With an estimated 250,000 new homes needed each year in the UK to meet the current level of demand, trade apprenticeships offer a viable route to bolstering the government’s commitment to building new homes. The figures, however, clearly indicate that this avenue is not being used to its full potential.
This decline in apprenticeship numbers, moreover, is very disappointing given the benefits of apprenticeship programmes to both employers and employees. Many employers report that staff are of a higher quality and competency when they are nurtured from apprentice level, and staff retention rates are also high within teams that include apprentices. The majority of apprentices tend to stay in work once their training is finished, and many stay with the same employer.
Apprenticeships are a direct channel to not only engaging and training young people – a group needing more support and guidance than ever in a challenging economic environment – but also those seeking to re-train later in life. For both groups, the qualifications and work experience afforded by a hand-on apprenticeship are invaluable.
Addressing the skills shortage
For homeowners looking for quality tradesman capable of performing work to a consistently high standard, the skills shortage presents cause for concern. Recent research by the Travis Perkins Group across over 1000 UK homeowners, however, has shown strong support for apprenticeships in order to plug the skills shortage. The responses showed that 70% of UK homeowners believed that building firms with a turnover of over £500,000 should be required to take on an apprentice each year – a clear indicator of homeowner sentiment.
Many homeowners are also looking to the government, as well as individual businesses, to back this push for increased apprenticeships: 55% of homeowners questioned maintained that the government should paying for a year’s apprenticeship for people aged 19-24 entering the building trade. 48% would also like to see a special government scheme to help people re-train later in life, with 64% thinking there should be a special government programme targeted at the long-term unemployed to train them in building skills and find them apprenticeships.
Are apprenticeships the answer?
While apprenticeships offer a workable solution to addressing the growing skills shortage – a notion supported by many UK homeowners – they also tackle the problems of growing unemployment amongst young people, and the barriers and difficulties faced by many people in re-training later in life. This isn’t where the benefits of apprenticeships end – both across individual buisnesses and the wider economy.
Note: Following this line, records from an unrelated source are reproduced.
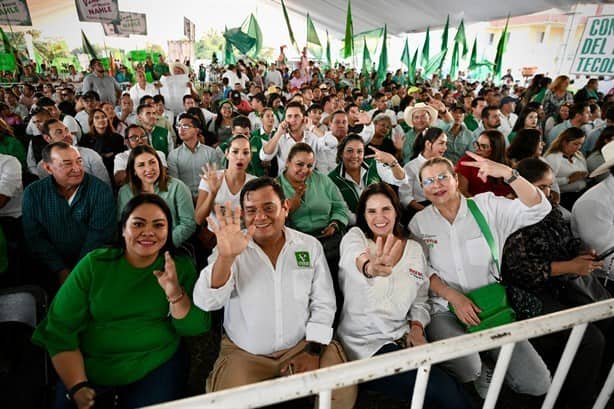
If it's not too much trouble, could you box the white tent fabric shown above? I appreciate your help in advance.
[278,0,599,35]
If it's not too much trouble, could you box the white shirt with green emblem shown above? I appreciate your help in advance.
[194,227,336,355]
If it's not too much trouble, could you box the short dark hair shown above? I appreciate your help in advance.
[124,124,147,139]
[569,102,588,119]
[239,176,286,207]
[41,118,63,136]
[356,182,404,239]
[119,193,175,254]
[43,141,73,163]
[232,115,252,130]
[516,158,552,183]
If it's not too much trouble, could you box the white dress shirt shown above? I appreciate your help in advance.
[193,227,336,355]
[544,152,588,193]
[260,129,338,175]
[337,227,430,360]
[409,189,552,312]
[571,175,614,277]
[113,149,168,174]
[0,153,23,217]
[399,153,426,207]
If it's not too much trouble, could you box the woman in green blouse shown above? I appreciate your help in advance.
[33,194,210,409]
[117,145,196,247]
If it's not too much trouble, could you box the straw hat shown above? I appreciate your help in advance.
[591,141,614,178]
[403,102,438,126]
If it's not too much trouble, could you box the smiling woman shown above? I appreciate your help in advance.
[33,194,210,408]
[117,145,196,247]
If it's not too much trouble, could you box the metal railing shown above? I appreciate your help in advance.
[151,299,614,409]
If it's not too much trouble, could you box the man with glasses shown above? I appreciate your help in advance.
[168,114,223,199]
[81,58,122,105]
[113,123,168,186]
[22,141,117,294]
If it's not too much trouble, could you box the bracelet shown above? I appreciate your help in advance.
[303,341,323,356]
[166,287,185,304]
[362,260,373,278]
[66,381,92,400]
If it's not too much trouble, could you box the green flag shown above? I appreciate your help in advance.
[454,20,469,58]
[401,37,411,85]
[362,39,373,75]
[326,30,333,67]
[81,30,98,59]
[307,13,322,60]
[343,0,354,58]
[409,47,418,85]
[281,0,301,53]
[0,28,13,53]
[494,15,510,81]
[450,42,458,80]
[420,27,431,67]
[224,27,256,54]
[241,13,262,58]
[376,25,388,88]
[439,14,450,70]
[423,51,446,79]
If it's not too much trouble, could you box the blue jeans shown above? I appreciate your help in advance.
[55,346,188,409]
[363,344,472,409]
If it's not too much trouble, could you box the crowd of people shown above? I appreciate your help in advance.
[0,51,614,409]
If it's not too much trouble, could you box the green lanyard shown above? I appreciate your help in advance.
[467,199,501,281]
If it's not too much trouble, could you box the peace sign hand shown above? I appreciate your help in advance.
[461,151,512,182]
[365,234,404,277]
[207,202,256,258]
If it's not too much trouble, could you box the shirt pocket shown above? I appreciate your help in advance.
[465,236,492,267]
[292,268,314,301]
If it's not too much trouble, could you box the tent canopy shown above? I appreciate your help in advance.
[278,0,599,35]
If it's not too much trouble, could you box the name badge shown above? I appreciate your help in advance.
[294,251,311,267]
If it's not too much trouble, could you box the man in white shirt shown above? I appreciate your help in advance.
[193,177,356,408]
[571,142,614,280]
[499,96,518,140]
[113,124,168,186]
[36,119,111,182]
[260,102,337,174]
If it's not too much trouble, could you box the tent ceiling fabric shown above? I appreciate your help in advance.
[280,0,599,35]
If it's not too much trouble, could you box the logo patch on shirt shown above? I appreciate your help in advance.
[409,268,424,280]
[294,251,311,267]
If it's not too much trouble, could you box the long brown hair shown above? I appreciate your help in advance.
[126,145,171,195]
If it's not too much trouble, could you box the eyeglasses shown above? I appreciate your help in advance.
[422,172,452,188]
[128,135,147,142]
[473,141,490,151]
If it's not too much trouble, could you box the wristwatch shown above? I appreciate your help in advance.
[503,169,520,185]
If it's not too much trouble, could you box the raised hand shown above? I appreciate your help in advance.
[461,151,512,182]
[365,146,397,165]
[207,202,256,258]
[365,234,405,277]
[200,162,224,194]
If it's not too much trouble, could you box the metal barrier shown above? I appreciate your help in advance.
[151,299,614,409]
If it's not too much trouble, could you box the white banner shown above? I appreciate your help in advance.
[0,0,32,26]
[570,16,614,75]
[119,11,147,35]
[75,0,119,23]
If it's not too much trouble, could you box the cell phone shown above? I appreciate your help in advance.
[595,247,614,261]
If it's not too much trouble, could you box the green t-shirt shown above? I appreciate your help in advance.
[32,248,211,385]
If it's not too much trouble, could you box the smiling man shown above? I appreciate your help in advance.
[194,177,356,408]
[23,142,115,294]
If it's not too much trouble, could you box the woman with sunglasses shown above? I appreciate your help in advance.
[409,152,551,397]
[337,183,471,409]
[455,130,512,197]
The building and construction trade needs to focus on passing quality skills down to the younger generation and engaging more tradespeople to ensure they have long-term prospects and a steady vocation. They are vital when it comes to ensuring the building trade has constant new talent – something essential for the long-term good of both industry and individual businesses.
Apprenticeships have always offered an excellent route into the trade for the young, the unemployed and those looking to re-train, so the decline in apprenticeship numbers is concerning, especially when the UK housing market is seeing such a boom. The Government’s pledge to provide more housing relies on the availability of a skilled, trained and reliable workforce, and apprenticeships are the best way of doing this.
The building and construction trade has a massive impact on our economy, and creates a huge proportion of much-needed jobs– particularly amongst age groups that are most in need. Young talent looking to enter the industry should therefore be welcomed and nurtured, whether that is by government schemes or apprenticeship programs run by individual businesses.
If both private organisations and government pay attention to industry requirements – plus the opinions of homeowners – and back more apprenticeship schemes, many problems can be solved at once.